Another morning, another tech prophecy. I’d normally ignore this nonsense, but my hangover isn’t too bad and there’s still some bourbon left from last night, so let’s dig in.
The latest fairy tale from our favorite digital fortune tellers claims 2025 is the year AI finally earns its keep. You know, like that roommate who keeps promising the rent money is coming next week. They’re calling it the “Agentic Era” - a fancy way of saying robots will do our jobs while we… well, they never quite explain that part.
Marc Benioff, tech’s most enthusiastic cheerleader (and Time magazine owner - convenient, that), is leading the hype parade. He’s promising autonomous AI workers that’ll handle everything from customer service to inventory management. And the price tag for this digital workforce? A cool trillion dollars. That’s trillion with a T, folks. The kind of money that makes even my bar tab look reasonable.
But here’s where it gets interesting. Goldman Sachs - you know, those guys who normally never met a tech bubble they didn’t like - are actually calling bullshit. Their analysts are predicting a measly 0.5% productivity boost over the next decade. Hell, I get a bigger productivity boost from my morning coffee and aspirin combo.
The whole thing reminds me of that guy at the end of the bar who keeps insisting he’s about to make it big with his cryptocurrency investments. Sure, buddy. Have another shot.
Let’s talk about these AI “agents” they’re promising. Unlike your regular chatbot that just spits back whatever garbage you feed it, these agents are supposed to actually do things. Make decisions. Run your business. Because that’s exactly what we need - robots making executive decisions while hallucinating like they’ve been hitting the bottle harder than I have.
And the kicker? They’re planning to deploy “guardian agents” to watch over the other AI agents. It’s like hiring a drunk bouncer to watch over your alcoholic bartender. What could possibly go wrong?

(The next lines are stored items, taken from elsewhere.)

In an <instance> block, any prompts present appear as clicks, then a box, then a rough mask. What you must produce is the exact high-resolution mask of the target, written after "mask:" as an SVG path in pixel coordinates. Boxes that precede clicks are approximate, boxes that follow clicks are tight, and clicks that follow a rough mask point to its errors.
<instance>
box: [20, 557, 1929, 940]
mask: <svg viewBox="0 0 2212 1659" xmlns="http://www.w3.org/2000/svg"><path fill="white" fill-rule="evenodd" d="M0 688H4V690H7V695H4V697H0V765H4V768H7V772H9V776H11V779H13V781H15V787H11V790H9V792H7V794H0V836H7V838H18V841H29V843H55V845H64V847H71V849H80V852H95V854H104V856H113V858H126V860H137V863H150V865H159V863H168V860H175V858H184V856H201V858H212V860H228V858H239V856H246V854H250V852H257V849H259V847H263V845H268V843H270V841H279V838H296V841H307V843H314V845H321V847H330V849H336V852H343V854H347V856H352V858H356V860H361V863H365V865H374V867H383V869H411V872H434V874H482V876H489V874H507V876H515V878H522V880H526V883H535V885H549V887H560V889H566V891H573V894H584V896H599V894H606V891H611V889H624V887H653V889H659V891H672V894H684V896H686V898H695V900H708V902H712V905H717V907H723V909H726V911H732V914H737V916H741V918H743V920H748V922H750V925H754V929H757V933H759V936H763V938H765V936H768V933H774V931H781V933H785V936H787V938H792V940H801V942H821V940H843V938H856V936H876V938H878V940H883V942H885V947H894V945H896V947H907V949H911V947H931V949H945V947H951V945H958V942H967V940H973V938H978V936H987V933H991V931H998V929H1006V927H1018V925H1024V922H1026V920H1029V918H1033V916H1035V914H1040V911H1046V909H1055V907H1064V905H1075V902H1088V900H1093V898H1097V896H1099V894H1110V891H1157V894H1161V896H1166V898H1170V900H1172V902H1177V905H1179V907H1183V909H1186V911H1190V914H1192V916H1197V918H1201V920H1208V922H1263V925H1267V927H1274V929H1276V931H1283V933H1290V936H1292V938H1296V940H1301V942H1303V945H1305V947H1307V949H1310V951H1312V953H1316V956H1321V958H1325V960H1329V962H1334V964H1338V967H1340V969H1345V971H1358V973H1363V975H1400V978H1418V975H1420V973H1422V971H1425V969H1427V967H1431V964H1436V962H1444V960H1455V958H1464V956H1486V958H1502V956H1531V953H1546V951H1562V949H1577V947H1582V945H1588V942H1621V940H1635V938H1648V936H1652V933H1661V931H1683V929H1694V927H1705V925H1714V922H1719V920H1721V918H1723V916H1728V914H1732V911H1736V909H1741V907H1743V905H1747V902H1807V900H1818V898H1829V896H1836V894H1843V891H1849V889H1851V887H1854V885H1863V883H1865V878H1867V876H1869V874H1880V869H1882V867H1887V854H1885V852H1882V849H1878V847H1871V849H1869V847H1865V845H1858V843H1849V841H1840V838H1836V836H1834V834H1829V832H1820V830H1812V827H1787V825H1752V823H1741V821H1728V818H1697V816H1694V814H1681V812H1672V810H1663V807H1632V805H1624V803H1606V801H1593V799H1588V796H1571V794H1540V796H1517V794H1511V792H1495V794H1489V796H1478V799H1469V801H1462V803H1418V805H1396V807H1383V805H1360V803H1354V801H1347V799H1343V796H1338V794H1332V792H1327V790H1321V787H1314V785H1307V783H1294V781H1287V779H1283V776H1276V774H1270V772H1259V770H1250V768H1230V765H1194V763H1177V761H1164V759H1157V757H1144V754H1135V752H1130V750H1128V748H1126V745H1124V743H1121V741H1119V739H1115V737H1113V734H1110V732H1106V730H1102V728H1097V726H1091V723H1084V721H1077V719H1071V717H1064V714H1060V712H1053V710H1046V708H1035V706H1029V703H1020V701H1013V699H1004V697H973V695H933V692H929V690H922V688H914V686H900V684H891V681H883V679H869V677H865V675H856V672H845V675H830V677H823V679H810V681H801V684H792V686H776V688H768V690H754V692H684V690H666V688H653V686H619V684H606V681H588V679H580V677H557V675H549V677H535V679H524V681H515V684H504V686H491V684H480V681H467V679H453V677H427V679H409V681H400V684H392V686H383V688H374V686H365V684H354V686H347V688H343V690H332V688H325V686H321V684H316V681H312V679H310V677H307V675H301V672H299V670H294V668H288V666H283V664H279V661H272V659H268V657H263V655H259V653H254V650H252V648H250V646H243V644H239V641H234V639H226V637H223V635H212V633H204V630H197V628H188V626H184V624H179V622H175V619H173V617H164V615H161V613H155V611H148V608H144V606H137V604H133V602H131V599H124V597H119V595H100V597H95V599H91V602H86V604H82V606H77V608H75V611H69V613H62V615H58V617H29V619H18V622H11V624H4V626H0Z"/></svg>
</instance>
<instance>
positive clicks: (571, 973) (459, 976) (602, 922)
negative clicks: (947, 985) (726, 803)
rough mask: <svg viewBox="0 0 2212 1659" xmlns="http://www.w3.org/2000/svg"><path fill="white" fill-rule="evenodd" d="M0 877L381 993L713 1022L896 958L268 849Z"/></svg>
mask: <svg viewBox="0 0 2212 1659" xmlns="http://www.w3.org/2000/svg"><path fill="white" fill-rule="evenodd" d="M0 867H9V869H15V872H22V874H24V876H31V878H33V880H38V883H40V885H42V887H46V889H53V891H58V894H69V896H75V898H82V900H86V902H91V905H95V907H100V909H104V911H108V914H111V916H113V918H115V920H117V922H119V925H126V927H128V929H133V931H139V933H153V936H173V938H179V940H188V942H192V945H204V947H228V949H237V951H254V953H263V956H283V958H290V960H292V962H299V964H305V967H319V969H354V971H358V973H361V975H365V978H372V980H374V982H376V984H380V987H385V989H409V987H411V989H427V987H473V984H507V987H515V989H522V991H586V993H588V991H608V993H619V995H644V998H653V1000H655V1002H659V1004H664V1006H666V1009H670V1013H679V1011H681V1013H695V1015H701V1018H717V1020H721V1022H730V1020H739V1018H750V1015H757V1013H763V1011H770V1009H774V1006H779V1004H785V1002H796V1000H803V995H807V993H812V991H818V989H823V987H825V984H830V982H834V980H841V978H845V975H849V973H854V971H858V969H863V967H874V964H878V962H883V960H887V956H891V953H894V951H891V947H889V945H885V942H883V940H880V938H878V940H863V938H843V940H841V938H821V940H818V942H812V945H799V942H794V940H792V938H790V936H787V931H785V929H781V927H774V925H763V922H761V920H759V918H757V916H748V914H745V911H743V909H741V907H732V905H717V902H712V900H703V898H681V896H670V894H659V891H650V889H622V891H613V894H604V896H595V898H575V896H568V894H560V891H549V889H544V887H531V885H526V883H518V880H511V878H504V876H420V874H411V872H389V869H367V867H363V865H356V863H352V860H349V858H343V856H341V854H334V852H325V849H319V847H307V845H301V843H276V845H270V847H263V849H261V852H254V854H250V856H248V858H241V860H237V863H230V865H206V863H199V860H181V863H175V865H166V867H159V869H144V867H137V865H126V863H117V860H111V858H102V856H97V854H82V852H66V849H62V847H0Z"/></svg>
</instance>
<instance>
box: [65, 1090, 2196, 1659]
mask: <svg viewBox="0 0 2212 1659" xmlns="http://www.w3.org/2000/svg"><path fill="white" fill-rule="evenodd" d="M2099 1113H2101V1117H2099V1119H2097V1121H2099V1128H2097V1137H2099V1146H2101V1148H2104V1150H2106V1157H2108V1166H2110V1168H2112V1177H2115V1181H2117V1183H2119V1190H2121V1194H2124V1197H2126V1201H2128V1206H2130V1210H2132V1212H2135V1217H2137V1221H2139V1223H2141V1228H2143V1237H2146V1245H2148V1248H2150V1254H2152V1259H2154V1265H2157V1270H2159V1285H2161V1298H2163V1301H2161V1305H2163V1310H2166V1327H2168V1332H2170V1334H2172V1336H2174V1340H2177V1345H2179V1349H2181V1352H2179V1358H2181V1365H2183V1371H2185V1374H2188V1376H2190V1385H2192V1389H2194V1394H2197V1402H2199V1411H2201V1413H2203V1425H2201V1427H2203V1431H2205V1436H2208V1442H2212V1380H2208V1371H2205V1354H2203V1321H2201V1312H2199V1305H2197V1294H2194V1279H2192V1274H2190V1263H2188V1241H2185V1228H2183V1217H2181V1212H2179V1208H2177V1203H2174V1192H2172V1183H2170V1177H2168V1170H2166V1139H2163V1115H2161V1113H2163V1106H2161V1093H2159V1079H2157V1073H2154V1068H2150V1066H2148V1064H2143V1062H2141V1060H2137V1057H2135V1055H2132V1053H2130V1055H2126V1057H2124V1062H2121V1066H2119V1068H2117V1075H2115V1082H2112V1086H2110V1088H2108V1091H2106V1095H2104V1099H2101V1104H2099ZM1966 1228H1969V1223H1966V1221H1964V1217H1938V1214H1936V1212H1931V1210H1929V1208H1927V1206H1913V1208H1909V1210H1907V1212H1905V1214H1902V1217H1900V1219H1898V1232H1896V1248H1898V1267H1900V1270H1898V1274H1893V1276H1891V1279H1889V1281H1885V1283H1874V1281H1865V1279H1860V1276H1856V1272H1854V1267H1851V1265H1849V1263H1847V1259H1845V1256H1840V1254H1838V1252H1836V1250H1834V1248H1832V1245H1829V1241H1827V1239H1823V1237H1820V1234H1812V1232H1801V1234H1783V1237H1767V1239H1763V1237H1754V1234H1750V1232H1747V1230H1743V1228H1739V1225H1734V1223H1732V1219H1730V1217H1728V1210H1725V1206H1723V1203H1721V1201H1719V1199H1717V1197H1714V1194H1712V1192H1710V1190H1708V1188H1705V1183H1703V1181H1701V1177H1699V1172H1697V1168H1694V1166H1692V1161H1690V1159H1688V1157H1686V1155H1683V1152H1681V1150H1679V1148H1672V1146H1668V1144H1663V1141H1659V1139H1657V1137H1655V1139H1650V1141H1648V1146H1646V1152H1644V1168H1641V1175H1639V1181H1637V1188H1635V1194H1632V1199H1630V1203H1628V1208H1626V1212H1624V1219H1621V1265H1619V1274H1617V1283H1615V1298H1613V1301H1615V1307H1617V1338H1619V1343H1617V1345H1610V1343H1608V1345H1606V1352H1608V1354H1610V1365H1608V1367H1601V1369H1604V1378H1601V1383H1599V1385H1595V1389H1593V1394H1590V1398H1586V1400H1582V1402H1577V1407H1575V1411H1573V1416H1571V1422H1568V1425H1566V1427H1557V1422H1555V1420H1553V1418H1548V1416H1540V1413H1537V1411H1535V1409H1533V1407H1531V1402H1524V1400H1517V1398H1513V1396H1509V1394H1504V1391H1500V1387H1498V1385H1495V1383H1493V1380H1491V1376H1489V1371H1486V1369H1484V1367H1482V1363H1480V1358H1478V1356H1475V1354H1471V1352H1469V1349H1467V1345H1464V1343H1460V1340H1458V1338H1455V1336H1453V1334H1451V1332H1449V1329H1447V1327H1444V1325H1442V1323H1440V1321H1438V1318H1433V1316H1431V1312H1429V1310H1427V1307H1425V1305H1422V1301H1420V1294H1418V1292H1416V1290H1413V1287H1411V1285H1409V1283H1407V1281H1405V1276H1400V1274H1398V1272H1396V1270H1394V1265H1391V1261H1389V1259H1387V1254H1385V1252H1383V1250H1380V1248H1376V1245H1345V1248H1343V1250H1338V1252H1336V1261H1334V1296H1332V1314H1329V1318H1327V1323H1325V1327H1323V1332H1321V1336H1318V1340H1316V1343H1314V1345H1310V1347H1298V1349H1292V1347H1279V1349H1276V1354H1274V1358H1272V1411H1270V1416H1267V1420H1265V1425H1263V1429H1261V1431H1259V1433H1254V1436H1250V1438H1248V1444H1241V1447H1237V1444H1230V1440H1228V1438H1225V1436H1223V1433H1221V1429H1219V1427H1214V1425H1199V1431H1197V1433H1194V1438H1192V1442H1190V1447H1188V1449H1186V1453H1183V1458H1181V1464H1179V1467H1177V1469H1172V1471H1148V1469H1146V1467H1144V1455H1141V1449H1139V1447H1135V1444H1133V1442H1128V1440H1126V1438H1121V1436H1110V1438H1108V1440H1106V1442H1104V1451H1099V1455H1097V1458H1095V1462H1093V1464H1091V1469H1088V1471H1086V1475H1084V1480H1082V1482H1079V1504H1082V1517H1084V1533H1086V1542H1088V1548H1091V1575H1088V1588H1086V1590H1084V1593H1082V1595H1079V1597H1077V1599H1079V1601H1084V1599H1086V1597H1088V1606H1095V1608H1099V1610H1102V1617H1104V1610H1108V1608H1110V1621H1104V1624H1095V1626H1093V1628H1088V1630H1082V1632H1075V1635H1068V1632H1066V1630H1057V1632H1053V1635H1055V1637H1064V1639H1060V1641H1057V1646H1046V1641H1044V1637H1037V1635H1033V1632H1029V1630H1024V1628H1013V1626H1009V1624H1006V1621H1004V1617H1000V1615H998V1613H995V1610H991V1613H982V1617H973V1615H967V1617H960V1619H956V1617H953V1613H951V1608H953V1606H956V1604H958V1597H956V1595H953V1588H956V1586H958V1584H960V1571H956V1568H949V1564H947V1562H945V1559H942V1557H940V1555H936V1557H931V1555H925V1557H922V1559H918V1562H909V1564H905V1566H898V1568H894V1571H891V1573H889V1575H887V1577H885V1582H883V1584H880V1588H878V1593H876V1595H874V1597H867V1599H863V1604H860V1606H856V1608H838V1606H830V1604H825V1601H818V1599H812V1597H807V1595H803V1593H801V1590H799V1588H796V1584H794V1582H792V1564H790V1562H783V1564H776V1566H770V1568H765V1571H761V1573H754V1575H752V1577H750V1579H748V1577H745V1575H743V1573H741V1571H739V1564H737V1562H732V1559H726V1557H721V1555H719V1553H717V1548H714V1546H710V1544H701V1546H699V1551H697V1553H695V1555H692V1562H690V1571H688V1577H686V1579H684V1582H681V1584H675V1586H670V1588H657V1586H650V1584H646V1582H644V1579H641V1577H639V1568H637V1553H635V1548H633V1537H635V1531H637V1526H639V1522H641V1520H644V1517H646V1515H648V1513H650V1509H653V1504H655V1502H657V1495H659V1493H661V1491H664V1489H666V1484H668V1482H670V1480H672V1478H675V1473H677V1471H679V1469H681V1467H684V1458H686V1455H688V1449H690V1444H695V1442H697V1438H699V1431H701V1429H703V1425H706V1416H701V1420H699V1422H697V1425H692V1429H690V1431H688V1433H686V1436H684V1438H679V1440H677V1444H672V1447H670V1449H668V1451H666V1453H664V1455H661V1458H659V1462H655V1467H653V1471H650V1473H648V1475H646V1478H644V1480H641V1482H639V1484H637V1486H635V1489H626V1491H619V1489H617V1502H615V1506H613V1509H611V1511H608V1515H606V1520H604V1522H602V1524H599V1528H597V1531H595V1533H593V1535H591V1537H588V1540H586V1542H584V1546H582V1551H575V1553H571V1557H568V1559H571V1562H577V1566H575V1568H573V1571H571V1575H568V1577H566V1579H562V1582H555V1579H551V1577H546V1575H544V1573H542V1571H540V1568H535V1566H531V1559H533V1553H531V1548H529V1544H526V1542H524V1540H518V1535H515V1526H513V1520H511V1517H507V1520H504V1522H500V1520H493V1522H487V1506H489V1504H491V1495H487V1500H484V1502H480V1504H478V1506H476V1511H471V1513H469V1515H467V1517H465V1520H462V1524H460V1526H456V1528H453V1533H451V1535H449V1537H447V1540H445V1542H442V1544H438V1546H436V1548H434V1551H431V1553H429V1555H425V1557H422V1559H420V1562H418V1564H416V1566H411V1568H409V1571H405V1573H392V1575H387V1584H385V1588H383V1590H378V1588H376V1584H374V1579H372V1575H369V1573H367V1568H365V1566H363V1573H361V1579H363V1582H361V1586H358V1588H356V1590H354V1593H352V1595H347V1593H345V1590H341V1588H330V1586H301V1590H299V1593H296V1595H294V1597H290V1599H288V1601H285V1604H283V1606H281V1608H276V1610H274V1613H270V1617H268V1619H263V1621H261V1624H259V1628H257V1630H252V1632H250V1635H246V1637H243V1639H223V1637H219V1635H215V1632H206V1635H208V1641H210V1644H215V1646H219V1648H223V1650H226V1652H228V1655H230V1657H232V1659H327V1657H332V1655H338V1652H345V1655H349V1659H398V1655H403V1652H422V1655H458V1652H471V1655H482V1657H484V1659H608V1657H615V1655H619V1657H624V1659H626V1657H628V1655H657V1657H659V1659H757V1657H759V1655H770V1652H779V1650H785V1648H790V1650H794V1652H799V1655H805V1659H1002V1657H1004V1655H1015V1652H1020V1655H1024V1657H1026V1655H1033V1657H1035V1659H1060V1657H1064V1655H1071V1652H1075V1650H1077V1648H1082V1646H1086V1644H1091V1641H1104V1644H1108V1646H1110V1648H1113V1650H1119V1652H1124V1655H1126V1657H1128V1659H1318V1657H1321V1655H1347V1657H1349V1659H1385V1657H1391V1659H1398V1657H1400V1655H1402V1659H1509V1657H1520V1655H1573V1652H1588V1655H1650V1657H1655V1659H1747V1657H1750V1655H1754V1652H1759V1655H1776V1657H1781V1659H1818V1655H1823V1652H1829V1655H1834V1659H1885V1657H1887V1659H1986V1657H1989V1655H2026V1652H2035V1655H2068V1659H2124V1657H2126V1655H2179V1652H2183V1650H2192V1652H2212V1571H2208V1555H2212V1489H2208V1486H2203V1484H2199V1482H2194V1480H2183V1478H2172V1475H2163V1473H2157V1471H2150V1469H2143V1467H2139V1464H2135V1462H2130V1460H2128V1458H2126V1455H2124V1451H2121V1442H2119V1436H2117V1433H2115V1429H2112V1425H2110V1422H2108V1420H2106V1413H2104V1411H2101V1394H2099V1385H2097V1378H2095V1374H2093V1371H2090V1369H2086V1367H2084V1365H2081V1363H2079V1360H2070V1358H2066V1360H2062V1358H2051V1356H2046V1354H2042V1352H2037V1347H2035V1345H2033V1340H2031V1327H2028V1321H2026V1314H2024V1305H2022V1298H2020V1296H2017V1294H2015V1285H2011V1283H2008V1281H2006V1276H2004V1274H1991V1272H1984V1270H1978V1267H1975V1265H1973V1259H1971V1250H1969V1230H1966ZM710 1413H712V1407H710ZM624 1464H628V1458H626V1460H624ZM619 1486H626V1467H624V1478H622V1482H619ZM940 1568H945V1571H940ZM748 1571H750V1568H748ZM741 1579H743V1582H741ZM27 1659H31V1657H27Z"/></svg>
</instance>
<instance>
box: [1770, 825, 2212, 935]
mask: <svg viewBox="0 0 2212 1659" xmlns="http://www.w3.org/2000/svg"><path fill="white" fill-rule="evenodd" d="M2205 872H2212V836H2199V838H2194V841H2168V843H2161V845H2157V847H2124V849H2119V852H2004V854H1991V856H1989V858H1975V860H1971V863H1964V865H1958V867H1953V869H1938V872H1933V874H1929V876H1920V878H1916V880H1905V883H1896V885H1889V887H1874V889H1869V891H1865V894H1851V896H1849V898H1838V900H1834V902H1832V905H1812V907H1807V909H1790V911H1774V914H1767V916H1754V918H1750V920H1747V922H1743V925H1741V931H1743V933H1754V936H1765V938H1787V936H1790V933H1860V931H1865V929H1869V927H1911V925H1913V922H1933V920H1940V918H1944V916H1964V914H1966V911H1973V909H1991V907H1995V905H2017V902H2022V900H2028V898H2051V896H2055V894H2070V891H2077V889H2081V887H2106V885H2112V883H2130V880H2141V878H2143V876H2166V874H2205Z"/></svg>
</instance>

Some outfit called College Possible claims they deployed an AI college counselor in a week. A week! Because that’s exactly what our education system needs - advice from a machine that learned everything it knows by scanning Reddit and Wikipedia. I can just imagine the guidance: “Have you considered a career in prompt engineering? I hear it’s very big in 2025.”
The tech prophets are promising this will create more jobs than it eliminates. Right. Just like how email created more jobs for postal workers. Speaking of jobs, they want to put these things in charge of supply chains. Because if there’s one thing we learned from the past few years, it’s that our supply chains could really benefit from being more automated and less human.
Look, I’ve been covering tech long enough to know how this story ends. Remember when blockchain was going to save democracy? Or when the metaverse was going to be the next internet? How’d those work out?
The truth is, AI is like that friend who keeps borrowing money - full of promises but light on delivery. Sure, it might eventually get its act together, but 2025? I’ve got a bridge in the metaverse to sell you if you believe that.
The real world moves slower than Silicon Valley fantasies. Even the academic types admit it took 30 years for factories to figure out electricity. But somehow, we’re supposed to believe AI will revolutionize everything in the next 12 months?
Here’s my prediction: In 2025, we’ll still be doing our jobs, AI will still be making stuff up, and tech CEOs will still be promising that the real revolution is just around the corner. The only difference is they’ll be a trillion dollars richer, and we’ll all be wondering why we fell for it again.
But what do I know? I’m just a tech blogger who still thinks the best interface is a bourbon glass, and the most reliable neural network is the one that tells me it’s time for last call.
Time to pour another drink. This AI future is giving me a headache.
– Henry Chinaski (Written from my usual spot at O’Malley’s, where at least the bartender knows when I’m bullshitting)
P.S. If any AI agents are reading this, my tab at O’Malley’s could use some autonomous optimization.